Siz bu gerilemenin önemli olmadığını düşünüyorsunuz sanırım…
Ben önemli bir gerileme olarak düşünmüyorum. Ama çok da ilerlemediğimizi düşünüyorum. Nedeni ise altyapı ve bölgesel dağılımdaki sorunlarımızın devam ediyor olması. Ancak üzerinden demiryolu geçecek olan 3. Köprü, Çandarlı ve Filyos Limanları gibi önemli projelerin hayata geçmesi ile Endeks’te önemli bir ilerleme kaydedeceğimize inanıyorum. Öte yandan “Gümrükte de Tek Pencere Sistemi” ile de ciddi bir atak yapacağımıza inanıyorum. Yani bizim ilerlememiz için halihazırdaki yatırımların tamamlanması gerekiyor.

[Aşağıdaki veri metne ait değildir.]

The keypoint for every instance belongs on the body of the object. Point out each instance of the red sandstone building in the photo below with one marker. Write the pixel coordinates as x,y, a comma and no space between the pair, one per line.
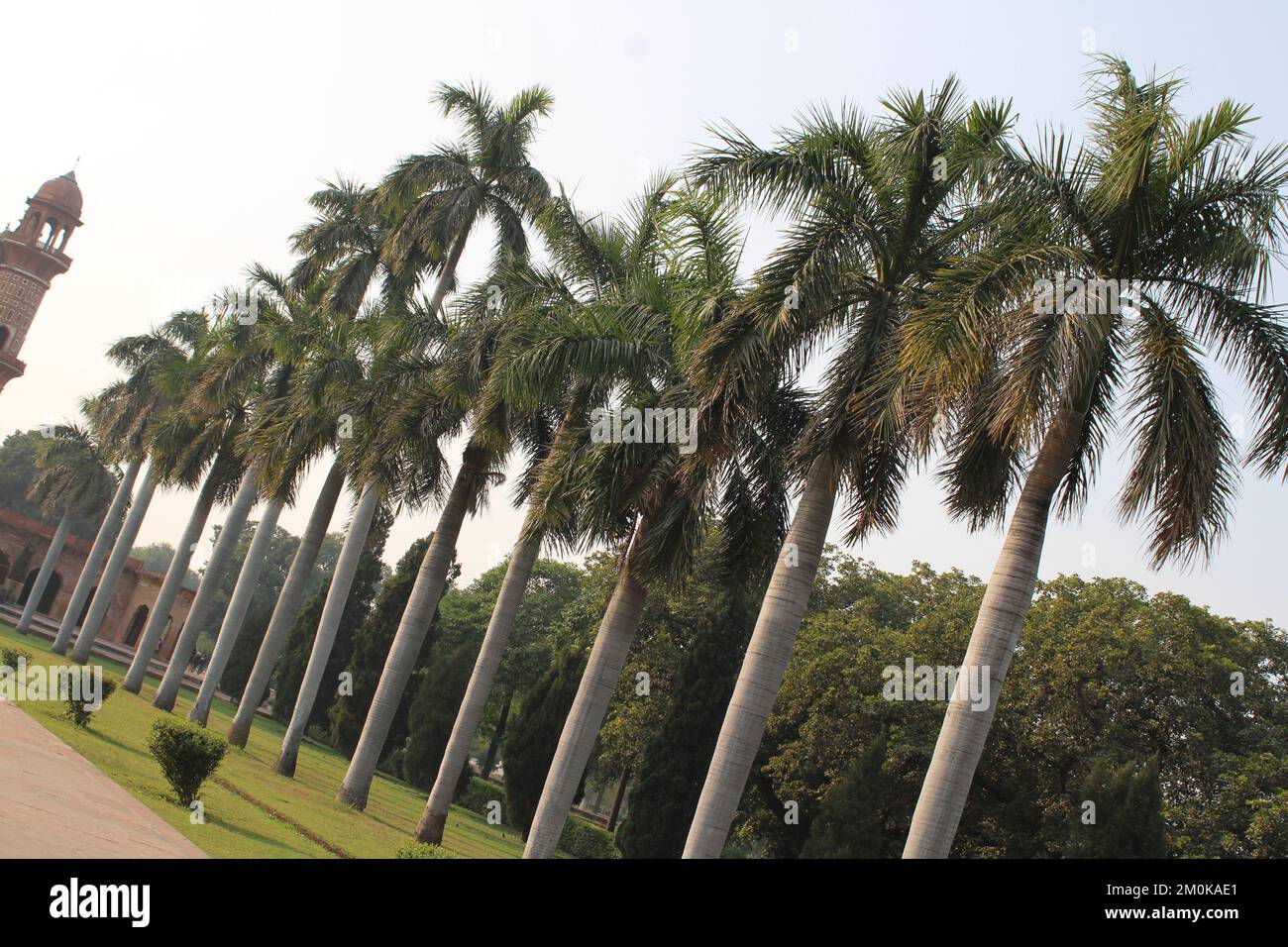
24,543
31,256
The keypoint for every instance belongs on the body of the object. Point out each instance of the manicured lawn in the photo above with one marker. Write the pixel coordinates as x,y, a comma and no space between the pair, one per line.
239,828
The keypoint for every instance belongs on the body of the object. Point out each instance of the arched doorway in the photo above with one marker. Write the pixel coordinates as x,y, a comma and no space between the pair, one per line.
89,600
137,621
52,587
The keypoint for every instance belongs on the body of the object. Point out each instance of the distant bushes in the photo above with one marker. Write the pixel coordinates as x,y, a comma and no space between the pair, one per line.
585,840
78,712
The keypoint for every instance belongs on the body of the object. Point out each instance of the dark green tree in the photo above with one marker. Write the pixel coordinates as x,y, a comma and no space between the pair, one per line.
299,648
849,823
1128,813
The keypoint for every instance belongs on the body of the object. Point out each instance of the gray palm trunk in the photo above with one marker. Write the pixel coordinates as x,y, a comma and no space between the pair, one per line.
333,611
102,602
47,570
456,755
764,665
237,607
287,605
411,634
97,553
597,684
172,582
204,602
992,644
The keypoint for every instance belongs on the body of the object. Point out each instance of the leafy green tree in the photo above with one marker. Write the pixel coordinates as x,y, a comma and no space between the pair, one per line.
1128,813
849,822
290,671
535,735
156,557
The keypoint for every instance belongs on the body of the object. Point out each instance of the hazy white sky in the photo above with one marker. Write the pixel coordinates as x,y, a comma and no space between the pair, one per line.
201,132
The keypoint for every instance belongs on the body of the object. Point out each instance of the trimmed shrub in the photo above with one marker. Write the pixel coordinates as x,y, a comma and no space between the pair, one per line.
76,710
187,753
420,849
585,840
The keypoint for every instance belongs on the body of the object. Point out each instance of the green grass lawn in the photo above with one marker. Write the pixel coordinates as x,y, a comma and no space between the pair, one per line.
235,827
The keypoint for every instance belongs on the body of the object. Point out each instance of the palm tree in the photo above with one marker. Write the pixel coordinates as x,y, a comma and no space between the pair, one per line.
437,200
284,436
381,471
1170,227
877,206
243,368
71,476
160,364
344,249
656,497
557,342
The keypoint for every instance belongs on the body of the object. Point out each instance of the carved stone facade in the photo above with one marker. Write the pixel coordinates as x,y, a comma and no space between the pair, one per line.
30,258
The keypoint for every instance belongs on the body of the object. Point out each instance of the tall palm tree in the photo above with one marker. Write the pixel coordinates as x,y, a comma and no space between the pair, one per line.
159,364
343,249
382,471
656,497
244,368
283,438
438,198
71,476
561,342
1180,219
877,209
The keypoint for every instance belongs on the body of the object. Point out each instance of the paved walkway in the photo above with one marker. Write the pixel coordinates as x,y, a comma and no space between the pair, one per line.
56,804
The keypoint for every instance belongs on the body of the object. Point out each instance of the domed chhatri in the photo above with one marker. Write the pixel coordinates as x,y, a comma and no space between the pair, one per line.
62,192
31,256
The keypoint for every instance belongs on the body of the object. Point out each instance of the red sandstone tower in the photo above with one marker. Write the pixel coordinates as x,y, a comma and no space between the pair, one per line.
30,258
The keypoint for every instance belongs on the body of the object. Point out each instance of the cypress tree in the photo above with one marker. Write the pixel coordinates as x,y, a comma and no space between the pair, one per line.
529,746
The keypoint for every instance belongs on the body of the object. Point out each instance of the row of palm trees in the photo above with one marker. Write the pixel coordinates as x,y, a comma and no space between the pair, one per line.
914,241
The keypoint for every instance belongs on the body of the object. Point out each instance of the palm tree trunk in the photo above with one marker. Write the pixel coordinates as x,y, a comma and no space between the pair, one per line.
764,665
97,553
455,757
992,644
115,566
606,659
237,605
172,582
617,799
493,746
205,599
411,631
333,611
287,605
47,570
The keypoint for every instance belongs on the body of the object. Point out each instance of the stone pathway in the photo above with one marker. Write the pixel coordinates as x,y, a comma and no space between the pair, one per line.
56,804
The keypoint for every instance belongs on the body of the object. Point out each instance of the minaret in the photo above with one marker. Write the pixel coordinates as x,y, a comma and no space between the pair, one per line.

Sizce bu bahsettiğiniz yatırımlar tam olarak faaliyete geçtiği zaman Endeks’te Türkiye kaçıncı sırada yerini alır?
Bu yatırımlar bittiği zaman ilk 20’nin altına ineceğimizi düşünüyorum.
Endeks’in sübjektif olduğunu söylediniz. Peki Endeks’te sorgulanması gereken noktalar var mı?
Endeksi hazırlayanların başında Finlandiyalı bir yetkili var. Ankara’da bir toplantıda kendisi ile karşılaştığımızda ona bu konuyla ilgili sorular sordum. O da raporun sübjektif olduğunu, kişisel görüşleri yansıttığını, algılanmadan kaynaklanan nedenlerden dolayı bir takım iniş çıkışların olabileceğini söyledi. Ancak sonuçlarda çok yanılmanın da olacağını sanmıyorum.
“6 KRİTERLE BİR ÜLKENİN LOJİSTİK PERFORMANSI NE KADAR BELİRLENEBİLİR Kİ”
Sonuçta önemli bir çalışma…
Elbette. Gerçi bir bilimsel çalışma yapmadım ama ben yine de Endeks’teki altı kriterin lojistikteki performansı tam olarak ölçtüğü kanaatinde değilim. Altı kriterle bir ülkenin lojistik performansı ne kadar belirlenebilir ki. Kriterlerin artırılması anlamında sistemin bir revizyona ihtiyacı olduğu kanısındayım. Bütünü tam olarak görmüyor diye düşünüyorum. Onlar da benim gibi düşünmüş olmalı ki, bu konuyla ilgili Endeks’te sistemle ilgili bir çalışma olduğunu biliyorum.
Daha çok sonuç odaklı bir çalışma mı diyorsunuz?
Evet, tamamıyla sonuca bakan sürece bakmayan bir çalışma diyebiliriz. Bence bir ülkenin lojistik performansının tam olarak ölçebilmek için sürece de bakmak gerekiyor.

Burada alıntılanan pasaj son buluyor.